Depreciation and New Equipment

Topics: Depreciation, Investment, Taxation in the United States Pages: 7 (1024 words) Published: April 30, 2014
Point of View

This case study is discussed from Paperco, Inc. point of view of whether they should avail the tax benefits and cost savings in replacing the mechanical drying equipment.


Based on the analysis below in this memo, Paperco should purchase new mechanical drying equipment now in advance in anticipation of the passage of new tax legislation. Purchasing the equipment now maintains a positive Net Present Value for the capital project if the legislation is not enacted, or if the new legislation is enacted and the capital project is contracted early enough so that it is grandfathered in. With tax legislation grandfathered, the project gets the benefit of the new lower corporate tax rate and the old ACRS depreciation method. Although when presented with this project one year ago in 1984, Paperco was able to be postponed this capital project since it was merely “moderately attractive”. The prospect of new tax legislation being enacted as rumored makes the Net Present Value of the project comparatively more positive if the tax law changes are enacted, so Paperco should act now before tax law changes make this project infeasible.
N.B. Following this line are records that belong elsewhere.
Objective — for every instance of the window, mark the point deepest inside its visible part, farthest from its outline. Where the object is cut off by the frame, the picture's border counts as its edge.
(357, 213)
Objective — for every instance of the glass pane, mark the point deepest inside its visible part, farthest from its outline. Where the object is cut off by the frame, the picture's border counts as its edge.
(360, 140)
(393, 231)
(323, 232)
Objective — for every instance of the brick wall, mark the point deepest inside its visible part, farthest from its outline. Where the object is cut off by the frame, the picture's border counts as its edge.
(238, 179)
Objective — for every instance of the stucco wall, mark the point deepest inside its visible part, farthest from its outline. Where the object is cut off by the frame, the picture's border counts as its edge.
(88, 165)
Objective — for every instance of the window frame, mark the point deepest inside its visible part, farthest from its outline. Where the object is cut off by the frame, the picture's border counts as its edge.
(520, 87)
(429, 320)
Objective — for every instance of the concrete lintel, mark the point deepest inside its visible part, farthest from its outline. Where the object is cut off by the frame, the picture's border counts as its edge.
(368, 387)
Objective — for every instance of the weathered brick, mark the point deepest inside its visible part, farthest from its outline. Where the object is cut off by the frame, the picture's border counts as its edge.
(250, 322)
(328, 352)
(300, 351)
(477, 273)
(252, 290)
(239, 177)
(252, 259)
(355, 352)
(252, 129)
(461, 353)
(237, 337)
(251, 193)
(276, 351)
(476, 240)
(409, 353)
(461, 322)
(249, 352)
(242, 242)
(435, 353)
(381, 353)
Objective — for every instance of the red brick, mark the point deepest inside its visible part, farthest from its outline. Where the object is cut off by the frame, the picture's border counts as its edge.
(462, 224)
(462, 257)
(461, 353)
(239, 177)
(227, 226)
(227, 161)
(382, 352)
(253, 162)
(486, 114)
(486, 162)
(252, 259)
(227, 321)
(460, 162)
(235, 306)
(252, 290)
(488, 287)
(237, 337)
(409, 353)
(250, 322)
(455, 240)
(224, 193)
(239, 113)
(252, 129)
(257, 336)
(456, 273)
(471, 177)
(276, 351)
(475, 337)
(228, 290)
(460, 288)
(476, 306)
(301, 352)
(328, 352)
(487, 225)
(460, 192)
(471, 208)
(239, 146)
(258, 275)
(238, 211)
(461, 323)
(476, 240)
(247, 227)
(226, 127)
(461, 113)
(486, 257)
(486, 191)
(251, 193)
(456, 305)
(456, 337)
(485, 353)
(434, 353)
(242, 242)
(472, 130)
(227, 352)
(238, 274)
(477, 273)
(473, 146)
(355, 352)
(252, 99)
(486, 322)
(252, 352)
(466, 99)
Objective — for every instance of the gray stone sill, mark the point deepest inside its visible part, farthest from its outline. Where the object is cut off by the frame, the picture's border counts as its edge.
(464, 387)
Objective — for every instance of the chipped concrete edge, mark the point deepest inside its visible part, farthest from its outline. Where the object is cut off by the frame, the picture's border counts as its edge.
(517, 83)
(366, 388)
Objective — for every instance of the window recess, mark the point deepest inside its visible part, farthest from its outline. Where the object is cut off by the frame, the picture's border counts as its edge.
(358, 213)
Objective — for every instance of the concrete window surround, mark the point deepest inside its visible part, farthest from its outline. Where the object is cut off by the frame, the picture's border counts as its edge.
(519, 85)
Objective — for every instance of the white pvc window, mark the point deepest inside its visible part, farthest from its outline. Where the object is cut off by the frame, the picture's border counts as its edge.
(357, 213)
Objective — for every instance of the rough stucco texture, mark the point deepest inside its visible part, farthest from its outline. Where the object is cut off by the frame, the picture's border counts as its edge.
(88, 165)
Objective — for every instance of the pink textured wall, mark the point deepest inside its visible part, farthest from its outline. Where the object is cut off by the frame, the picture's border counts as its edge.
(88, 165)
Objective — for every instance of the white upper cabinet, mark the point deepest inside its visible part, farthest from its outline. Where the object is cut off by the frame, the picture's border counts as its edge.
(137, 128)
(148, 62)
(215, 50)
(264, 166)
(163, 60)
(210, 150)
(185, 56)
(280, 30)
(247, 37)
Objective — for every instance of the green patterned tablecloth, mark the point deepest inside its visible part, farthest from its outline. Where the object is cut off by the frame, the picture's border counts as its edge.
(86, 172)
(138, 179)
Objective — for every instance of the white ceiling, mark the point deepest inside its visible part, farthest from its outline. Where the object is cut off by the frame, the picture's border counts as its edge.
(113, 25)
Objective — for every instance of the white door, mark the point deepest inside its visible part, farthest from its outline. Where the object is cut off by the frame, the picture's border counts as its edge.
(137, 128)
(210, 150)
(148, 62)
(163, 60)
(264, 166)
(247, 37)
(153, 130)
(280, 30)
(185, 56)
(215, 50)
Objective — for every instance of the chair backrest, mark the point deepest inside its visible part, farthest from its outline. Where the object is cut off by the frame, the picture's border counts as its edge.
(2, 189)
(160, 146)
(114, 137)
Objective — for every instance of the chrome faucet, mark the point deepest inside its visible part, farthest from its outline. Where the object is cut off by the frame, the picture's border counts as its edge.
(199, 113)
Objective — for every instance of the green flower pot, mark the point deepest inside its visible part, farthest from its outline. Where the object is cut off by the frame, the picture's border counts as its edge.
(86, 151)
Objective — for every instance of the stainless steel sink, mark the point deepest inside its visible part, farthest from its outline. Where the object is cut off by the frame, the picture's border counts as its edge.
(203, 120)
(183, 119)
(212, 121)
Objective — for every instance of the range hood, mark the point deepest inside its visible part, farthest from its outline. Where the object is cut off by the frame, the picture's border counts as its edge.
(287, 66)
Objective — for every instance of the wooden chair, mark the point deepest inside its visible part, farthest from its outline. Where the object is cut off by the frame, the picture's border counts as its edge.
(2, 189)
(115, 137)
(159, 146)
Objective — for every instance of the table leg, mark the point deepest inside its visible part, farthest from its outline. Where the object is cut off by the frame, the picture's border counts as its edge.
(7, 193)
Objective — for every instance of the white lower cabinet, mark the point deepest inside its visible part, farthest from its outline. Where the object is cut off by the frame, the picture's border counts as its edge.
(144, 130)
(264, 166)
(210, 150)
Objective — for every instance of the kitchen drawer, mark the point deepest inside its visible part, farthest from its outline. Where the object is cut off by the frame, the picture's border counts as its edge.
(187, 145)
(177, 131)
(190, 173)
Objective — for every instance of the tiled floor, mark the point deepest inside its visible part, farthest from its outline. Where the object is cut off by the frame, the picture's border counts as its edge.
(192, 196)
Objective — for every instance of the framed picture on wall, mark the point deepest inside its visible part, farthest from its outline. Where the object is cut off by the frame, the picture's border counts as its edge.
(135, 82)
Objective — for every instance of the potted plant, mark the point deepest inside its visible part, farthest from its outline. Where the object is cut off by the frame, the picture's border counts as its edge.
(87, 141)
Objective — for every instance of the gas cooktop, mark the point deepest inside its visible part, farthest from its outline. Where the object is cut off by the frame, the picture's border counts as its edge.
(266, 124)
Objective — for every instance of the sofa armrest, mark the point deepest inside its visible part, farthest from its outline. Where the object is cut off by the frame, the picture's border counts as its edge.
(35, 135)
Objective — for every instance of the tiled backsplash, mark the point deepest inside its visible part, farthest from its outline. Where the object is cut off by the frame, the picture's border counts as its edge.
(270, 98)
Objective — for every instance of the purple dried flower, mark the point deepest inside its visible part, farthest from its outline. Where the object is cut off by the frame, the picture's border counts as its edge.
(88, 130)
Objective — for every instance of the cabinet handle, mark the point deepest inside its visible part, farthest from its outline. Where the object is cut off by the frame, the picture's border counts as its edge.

In November 1985, Jane Rogers a marketing representative of Pressco, Inc. approached Paperco, Inc. to sell its mechanical drying equipment at a price of $2.9 million. This new equipment would replace less efficient facilities that had been placed in service late in December 1979. According to Roger, the total cost saving (exclusive of depreciation charges) from the proposed installation of new equipment amounted to $560,000 per year. Of this amount, $360,000 in savings was expected to come from more efficient fuel utilization.

One year earlier, Rogers had been unsuccessful in interesting Paperco’s management in purchase of new equipment. Paperco felt that the investment in new equipment as moderately attractive at that time. However, beginning 1986, new tax legislation had been rumored to: (1) eliminate the investment tax credit for new equipment; (2) extend depreciation lives for new equipment, and (3) reduce the corporate tax rate from 46% to 34%.

Paperco’s senior management was concerned that the basic thrust in the firm’s sales of mechanical drying equipment. Paperco’s management suddenly expressed significant interest in moving forward with the purchase of new equipment and seemed anxious to sign a binding contract.

Discussion and Analysis

We need to analyze when is the best situation for Paperco, Inc. to replace the old facilities with new drying equipment that will enable the Company to avail greater tax benefits and cost savings.

There are three alternative courses of action available to Paperco, Inc. to decide whether to buy the new drying equipment or not.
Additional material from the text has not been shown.